And If it's that easy to disable the RAp.. I'm so doing it...

Thanks a ton StreetRod...
-Axial32(Tyler)
 






I was thinking about swapping my 4.0 for a 5.0, but yall almost have me talked out of it with these problems. I may instead either upgrade or leave my 4.0 stock. Good luck with the wiring problem. Wish I could help you out but I dont have a clue about the wiring.
 






Ahh he'll get it sorted out then you'll have a good write up to follow.

There are options for electronics other than stock stuff, kinda depends on what you want to spend. A carburated swap would also be easier but might not be practical or legal for a street truck...
 






Actually I really wanted to do a carburated setup.. I have an intake and distrib utor... Just I couldn't afford the four barrel carb. And ignition box that I wanted...
I would've been fine legality wise... And functionality would've been fine..
That'll all come later once I'm settled here at school...
 






carb & trans

Switching from fuel injection to a carb might be simpler but would be settling for less performance. Racers switched to fuel injection to get improved performance and better fuel economy. A carbureted dragster that only runs WOT might have comparable performance to a fuel injected one but typically for all other vehicles carbs just can't keep the air/fuel ratio at the optimum value for different engine temperatures, intake air temperatures, engine load and engine rpm.
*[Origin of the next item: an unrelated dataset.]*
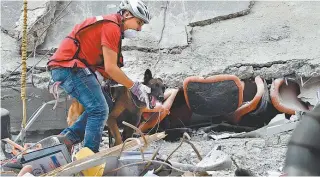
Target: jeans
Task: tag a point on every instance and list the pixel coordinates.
(83, 86)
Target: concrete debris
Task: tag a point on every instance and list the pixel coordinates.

I guess it may be possible to retain your 4R70W electric shift transmission with a carbureted engine by retaining the PCM and just eliminating the fuel injectors but I suspect there would be problems. The O2 sensor outputs would not correlate with the PCM generated fuel injector pulse width and the PCM would probably revert to open loop. Without a TPS on the carburetor the PCM would not be able to determine driver demand and would upshift and downshift the transmission at less than optimum times.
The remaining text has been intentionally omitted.